The Herods are regular villains in the gospels, beginning with Herod the Great, who ordered the killing of infants shortly after Jesus was born, and continuing on to Agrippa II, who heard Paul preach the gospel but failed to believe.

Ethnically they were Idumeans, descendants of the ancient Edomites, who had been forcibly converted to Judaism a century before. The Herods were client kings of the Roman Empire, instated as kings of the Jews by Rome and sharing power over Judea with Roman governors.

For the most part they were immoral, paranoid, and insecure, and the New Testament depicts them as regularly coming into conflict with the true king of the Jews and his followers — Jesus, his herald John the Baptist, and his later disciples.

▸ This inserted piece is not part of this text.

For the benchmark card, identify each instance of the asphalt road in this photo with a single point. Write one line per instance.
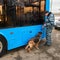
(44, 53)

According to the gospel of Mark, Herod had married his brother Philip’s wife Herodias, and John — tactful as ever — publicly rebuked him for immorality. At this point, the story takes on eerie echoes of Elijah’s ongoing antagonism with Ahab and Jezebel — Herodias developed a grudge, much like Jezebel had done with Elijah centuries before, and applied pressure to her husband over it.

This combined with Herod’s weakness and paranoia over possible insurrection, strongly reminiscent of Ahab’s vacillating personality, led to him arresting John and throwing him in prison.

That is where John was, in fact, when he developed doubt, owned up to it, and sent his disciples to Jesus to ask whether he really was the Messiah or not.

In the Shadow of the Christ

Even with all these background details in place, John the Baptist remains an enigmatic figure. We know little about his life, and we have only a few highlights from his messages. Although he started a movement of revival and repentance that galvanized Galilee and Judea, earned him the enmity of the local political powers, shook the religious establishment, and even managed to spread around the world, he remains in shadow — eclipsed, as he said he would and should be, by Jesus.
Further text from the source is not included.